The Strad's experts evaluate the latest string recordings
Walton: Cello Concerto, Passacaglia for solo cello. Bloch: Suite no.1 for solo cello. Ligeti: Sonata for solo cello. Britten: Ciaccona from Cello Suite no.2
Wednesday, 01 July 2009
THE STRAD RECOMMENDS
Pieter Wispelwey (cello) Sydney Symphony Orchestra/Jeffrey Tate
Walton, Bloch, Ligeti, Britten
The main pieces on this disc are linked by date rather than genre, all being products of the 1950s. Pieter Wispelwey writes evocatively in the booklet of recording the Walton concerto live in Sydney Opera House – ‘no patching sessions, every note played with some 2,000 people present’. It’s a ravishing performance. Sydney, he writes, seemed like a metropolitan version of Walton’s Ischia, and the searing tone of the 1760 Guadagnini he plays brilliantly conveys the vivid colours and shimmering heat. The cello’s first-movement entry is lyrical and flowing, with singing double-stopping passages. The instrument’s gutty lower strings bite expressively in the spiky scherzo and the two solo cadenzas of the theme-and-variations finale enter a new and private sound world more akin to the Bloch that follows, so that the full orchestral crash comes as a particularly brutal shock.

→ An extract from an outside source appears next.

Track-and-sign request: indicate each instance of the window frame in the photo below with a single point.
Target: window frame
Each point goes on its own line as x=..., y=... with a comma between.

Rather pleasingly, the last three notes of the solo line, relaxing down onto a long low C, are taken up in reverse at the beginning of Bloch’s Bach-inspired Suite, played on the 1698 ‘Magg’ Stradivari on which Wispelwey performs the remainder of the disc. More muted in its lower registers, the Strad’s sound nevertheless shines brightly in the high tessitura passages, and the Canzona is poignantly haunting, as Wispelwey plays to the slight reverberence in the recording acoustic, letting the sound of each phrase die away.
Ligeti’s solo sonata of 1948/53 is a clear forerunner of Britten’s more celebrated unaccompanied works, with the distinctive timbre of its low double-stops, manic Presto and glissando pizzicato chords making it all addictive listening.